We can live in the past, live for the past (the good old days, when life was simple and easy), consciously draw a line under the past, or simply keep moving forward with purpose and energy.
Of course, it’s hard to linger on drawing a line in the sand, when you’re moving at pace. Perhaps the best time to talk about the past is with friends. And as a way to plan new adventures together that recreate the best of the past.
If we were less mature and less tactful in the past (than we are now) and if there were things in the past that if we could go back in a time machine and change, we would, then maybe the good old days weren’t quite as rosy as we remember them.
What has all this stuff about time got to do with resilience? Quite a lot as it happens. Time gives us perspective and a critical mass of experiences of all kinds to draw from. Perhaps to build resilience, the ideal life is the life of diverse experiences. Along the journey, if we can’t accumulate enough resources to shield us from negative events, then at least we can accumulate enough resourcefulness to handle negative stuff that comes our way. Whenever I watch the movie ‘The Bourne Identity’, I’m always amazed that the main character has enough skills to find money, allies and other resources just when he needs them. He might be troubled by his past and have some serious memory blanks, but the guy does have skills to get through an uncertain life.
One resilience thing that some people overlook, because it’s invisible, is the goodwill bank.
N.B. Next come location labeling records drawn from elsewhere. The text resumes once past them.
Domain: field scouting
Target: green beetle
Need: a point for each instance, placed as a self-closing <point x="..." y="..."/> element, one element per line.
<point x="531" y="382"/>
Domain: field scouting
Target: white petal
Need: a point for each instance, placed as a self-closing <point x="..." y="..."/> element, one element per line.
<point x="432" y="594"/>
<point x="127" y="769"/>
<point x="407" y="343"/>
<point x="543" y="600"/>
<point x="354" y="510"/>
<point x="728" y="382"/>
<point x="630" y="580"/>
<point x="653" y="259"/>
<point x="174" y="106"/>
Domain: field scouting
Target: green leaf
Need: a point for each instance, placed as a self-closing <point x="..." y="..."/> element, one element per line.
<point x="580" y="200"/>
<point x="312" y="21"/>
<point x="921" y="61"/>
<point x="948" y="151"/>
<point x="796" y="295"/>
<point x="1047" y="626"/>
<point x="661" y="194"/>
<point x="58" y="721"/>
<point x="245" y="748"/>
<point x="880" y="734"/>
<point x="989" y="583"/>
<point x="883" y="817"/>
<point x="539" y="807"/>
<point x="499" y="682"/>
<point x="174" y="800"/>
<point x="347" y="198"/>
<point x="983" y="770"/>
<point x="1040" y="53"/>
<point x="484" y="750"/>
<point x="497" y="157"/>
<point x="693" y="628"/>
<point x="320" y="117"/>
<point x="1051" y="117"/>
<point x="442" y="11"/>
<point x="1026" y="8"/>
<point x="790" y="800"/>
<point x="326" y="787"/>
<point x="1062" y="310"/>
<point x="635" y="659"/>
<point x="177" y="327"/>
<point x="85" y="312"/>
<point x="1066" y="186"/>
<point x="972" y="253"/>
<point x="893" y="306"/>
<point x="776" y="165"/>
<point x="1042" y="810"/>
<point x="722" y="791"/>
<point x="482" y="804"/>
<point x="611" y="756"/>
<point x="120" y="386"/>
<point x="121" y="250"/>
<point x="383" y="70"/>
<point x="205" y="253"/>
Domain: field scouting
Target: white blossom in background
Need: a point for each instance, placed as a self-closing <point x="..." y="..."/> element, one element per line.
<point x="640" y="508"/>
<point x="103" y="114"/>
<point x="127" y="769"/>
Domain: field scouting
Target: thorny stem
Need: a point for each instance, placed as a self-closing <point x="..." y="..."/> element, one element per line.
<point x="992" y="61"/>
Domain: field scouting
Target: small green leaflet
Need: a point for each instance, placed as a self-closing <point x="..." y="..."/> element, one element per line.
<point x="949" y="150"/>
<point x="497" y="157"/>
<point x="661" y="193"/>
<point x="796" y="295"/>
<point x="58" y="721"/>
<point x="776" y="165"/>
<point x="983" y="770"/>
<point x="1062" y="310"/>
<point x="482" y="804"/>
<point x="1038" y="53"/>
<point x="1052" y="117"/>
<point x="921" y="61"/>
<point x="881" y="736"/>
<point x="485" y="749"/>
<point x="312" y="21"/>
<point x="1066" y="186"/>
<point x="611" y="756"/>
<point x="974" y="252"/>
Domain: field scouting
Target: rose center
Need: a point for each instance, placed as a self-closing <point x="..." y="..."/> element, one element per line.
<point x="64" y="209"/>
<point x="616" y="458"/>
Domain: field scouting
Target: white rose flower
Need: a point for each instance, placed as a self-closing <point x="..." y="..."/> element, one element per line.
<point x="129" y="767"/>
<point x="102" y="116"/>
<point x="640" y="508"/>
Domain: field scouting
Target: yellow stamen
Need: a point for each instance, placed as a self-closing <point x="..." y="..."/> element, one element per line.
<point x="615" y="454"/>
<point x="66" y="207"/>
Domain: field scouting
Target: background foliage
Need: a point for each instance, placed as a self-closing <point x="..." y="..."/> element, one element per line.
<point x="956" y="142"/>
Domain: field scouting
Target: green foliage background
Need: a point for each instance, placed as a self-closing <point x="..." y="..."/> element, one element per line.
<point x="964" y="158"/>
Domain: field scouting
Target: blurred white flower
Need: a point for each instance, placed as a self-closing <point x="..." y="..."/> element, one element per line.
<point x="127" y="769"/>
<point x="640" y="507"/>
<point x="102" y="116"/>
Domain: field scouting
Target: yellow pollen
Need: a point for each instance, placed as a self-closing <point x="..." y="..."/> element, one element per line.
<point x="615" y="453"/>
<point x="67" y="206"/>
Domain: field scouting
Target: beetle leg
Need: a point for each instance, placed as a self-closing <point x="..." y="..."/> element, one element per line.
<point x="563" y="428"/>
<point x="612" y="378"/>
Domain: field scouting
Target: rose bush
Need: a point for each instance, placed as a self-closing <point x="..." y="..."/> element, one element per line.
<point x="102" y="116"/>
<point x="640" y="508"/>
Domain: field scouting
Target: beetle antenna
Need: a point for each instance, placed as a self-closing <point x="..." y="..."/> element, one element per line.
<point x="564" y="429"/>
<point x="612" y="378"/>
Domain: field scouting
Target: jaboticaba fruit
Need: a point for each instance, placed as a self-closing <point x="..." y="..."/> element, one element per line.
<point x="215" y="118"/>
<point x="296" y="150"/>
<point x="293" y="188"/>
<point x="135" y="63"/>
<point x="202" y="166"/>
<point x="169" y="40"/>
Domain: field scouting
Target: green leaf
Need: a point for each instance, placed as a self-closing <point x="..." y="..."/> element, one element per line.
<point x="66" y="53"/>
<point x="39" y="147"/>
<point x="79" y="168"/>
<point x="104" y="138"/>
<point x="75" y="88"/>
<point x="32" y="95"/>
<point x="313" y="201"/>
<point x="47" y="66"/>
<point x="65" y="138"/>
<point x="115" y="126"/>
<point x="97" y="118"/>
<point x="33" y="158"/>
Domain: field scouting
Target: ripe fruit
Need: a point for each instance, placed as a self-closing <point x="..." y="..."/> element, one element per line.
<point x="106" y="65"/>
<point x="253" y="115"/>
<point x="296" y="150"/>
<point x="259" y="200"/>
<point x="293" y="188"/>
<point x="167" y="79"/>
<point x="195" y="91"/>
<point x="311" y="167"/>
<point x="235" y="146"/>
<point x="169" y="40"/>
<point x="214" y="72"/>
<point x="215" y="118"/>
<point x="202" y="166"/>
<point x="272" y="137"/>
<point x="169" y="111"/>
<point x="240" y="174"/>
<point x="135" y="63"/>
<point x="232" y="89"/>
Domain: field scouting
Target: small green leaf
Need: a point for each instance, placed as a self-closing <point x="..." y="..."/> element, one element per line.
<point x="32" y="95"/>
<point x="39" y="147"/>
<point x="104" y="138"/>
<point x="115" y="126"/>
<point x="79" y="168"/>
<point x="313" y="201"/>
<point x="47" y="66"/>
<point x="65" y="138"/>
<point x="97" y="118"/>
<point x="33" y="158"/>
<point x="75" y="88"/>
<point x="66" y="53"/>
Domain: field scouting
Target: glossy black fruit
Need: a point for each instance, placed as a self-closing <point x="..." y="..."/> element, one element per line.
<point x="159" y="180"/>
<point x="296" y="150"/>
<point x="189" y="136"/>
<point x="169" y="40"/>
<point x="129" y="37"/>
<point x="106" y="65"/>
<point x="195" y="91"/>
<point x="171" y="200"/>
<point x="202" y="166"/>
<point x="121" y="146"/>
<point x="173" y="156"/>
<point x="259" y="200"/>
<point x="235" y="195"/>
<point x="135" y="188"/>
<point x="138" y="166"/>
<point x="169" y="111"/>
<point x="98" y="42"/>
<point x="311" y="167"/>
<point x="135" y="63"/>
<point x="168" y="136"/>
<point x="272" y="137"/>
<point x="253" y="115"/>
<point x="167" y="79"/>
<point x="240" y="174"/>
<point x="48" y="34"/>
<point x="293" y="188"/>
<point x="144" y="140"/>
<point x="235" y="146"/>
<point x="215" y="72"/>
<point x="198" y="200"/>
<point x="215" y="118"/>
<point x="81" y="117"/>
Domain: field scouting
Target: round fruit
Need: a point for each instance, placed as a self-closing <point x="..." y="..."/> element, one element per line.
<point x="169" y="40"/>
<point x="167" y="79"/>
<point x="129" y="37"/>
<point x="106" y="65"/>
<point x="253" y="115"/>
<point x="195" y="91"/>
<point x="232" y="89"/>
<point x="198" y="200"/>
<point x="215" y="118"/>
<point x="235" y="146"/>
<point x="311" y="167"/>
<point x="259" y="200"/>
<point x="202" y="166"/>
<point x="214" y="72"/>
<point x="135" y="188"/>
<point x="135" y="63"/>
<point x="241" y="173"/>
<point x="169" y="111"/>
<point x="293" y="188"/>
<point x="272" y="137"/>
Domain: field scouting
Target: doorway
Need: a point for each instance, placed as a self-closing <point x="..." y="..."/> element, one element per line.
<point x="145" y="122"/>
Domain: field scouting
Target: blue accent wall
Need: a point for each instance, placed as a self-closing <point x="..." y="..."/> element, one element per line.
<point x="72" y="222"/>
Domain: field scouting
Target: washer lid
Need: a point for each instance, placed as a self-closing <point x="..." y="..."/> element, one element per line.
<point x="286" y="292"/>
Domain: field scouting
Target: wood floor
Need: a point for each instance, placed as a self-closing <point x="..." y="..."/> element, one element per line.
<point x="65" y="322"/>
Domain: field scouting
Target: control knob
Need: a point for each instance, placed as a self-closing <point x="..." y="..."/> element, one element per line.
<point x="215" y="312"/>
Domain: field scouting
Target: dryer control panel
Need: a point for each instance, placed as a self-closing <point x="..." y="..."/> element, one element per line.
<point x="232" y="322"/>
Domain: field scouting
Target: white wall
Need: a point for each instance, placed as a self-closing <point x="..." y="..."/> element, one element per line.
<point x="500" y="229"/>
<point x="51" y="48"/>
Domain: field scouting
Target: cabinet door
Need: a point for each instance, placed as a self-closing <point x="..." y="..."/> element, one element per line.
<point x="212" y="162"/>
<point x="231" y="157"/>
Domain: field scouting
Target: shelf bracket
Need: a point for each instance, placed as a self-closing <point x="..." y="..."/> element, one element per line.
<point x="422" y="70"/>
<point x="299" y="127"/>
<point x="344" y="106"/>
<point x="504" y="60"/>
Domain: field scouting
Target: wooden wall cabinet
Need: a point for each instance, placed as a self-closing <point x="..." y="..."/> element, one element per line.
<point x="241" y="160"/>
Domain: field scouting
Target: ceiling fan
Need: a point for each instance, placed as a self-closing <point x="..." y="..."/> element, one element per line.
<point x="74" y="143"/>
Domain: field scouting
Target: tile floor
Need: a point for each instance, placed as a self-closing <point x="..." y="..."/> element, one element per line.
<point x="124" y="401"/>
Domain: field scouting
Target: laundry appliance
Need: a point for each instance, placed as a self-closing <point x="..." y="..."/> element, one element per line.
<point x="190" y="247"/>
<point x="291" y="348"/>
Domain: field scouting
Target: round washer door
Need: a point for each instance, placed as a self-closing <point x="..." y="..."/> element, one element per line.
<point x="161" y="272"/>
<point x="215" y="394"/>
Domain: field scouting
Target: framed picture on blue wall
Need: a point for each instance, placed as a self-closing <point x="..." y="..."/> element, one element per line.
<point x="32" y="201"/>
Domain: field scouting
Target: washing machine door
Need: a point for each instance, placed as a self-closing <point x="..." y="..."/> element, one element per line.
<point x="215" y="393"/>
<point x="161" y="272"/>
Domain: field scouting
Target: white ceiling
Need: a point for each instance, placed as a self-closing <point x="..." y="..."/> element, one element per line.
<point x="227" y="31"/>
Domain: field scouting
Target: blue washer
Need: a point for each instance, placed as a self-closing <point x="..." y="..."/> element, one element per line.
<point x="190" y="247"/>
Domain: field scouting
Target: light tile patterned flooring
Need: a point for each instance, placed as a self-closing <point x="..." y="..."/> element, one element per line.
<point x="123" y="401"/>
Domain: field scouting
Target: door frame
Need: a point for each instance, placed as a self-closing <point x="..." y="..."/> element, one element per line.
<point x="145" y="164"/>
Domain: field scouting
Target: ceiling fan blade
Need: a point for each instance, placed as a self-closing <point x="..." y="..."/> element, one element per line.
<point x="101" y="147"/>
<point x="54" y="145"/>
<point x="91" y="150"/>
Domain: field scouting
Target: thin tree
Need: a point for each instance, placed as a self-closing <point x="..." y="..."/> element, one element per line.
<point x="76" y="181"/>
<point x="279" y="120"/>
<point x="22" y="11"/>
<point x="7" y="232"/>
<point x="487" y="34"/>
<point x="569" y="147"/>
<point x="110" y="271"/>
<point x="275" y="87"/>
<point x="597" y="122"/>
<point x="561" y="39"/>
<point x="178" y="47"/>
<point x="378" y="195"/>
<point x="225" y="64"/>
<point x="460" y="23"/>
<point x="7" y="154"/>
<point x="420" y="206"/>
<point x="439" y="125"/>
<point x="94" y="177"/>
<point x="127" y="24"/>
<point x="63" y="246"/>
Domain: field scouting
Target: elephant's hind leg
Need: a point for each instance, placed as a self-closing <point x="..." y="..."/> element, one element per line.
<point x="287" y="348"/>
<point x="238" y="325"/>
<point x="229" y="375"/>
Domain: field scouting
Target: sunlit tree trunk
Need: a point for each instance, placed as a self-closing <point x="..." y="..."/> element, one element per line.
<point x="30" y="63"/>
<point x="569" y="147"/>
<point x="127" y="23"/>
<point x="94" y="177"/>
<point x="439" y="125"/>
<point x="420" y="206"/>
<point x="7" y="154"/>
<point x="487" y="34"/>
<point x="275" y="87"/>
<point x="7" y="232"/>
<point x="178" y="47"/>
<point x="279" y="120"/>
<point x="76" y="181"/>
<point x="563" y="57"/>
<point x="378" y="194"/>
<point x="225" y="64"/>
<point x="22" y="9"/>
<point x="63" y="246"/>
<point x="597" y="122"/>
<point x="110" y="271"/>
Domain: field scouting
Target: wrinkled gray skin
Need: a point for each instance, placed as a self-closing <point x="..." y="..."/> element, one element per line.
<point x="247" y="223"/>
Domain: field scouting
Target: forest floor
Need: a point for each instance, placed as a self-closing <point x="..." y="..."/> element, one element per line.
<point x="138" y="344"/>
The goodwill bank is both resource (things you do to build up goodwill with people) and resourcefulness (the thing you turn to, to help you stay resilient). The best parents spend a lifetime putting deposits in the goodwill bank with their children. Good friends do it mutually. Smart employees do it too. I don’t mean being unethical in the workplace and running your business model on favours and conflict of interest biases. It’s more about fostering commitment and creativity in problem solving based on caring and knowing you are cared about too. The goodwill bank is more like a conventional bank. How you use the money can be good or bad. Building up credibility and trust with the bank manager is what counts.
With the goodwill bank, the currency is hard to value. People forget you helped them. But if you do it steadily, that is what they remember. Trust is earned one test at a time. I’ve worked for a few charities and the charities concerned talk about building up long term relationships – with suppliers, funders and even beneficiary groups. Goodwill and consistency are cousins on friendly terms with each other. And a little effort over a long period is generally easier to handle than one solid, intensive burst of activity, following by nothing more. It sure works with parenthood! And teachers find students learn from regular reminders and regular practice.
Perhaps with most noble examples are people who go above and beyond for their community, their city, their country, or their planet. They believe in something around them and they believe in the future too. They actually want to keep putting deposits in the goodwill bank, for as long as they can. That’s admirable and it also shows personal resilience – Nelson Mandela could probably turn to any number of people for whatever he wanted, provided it was legal. Food for thought?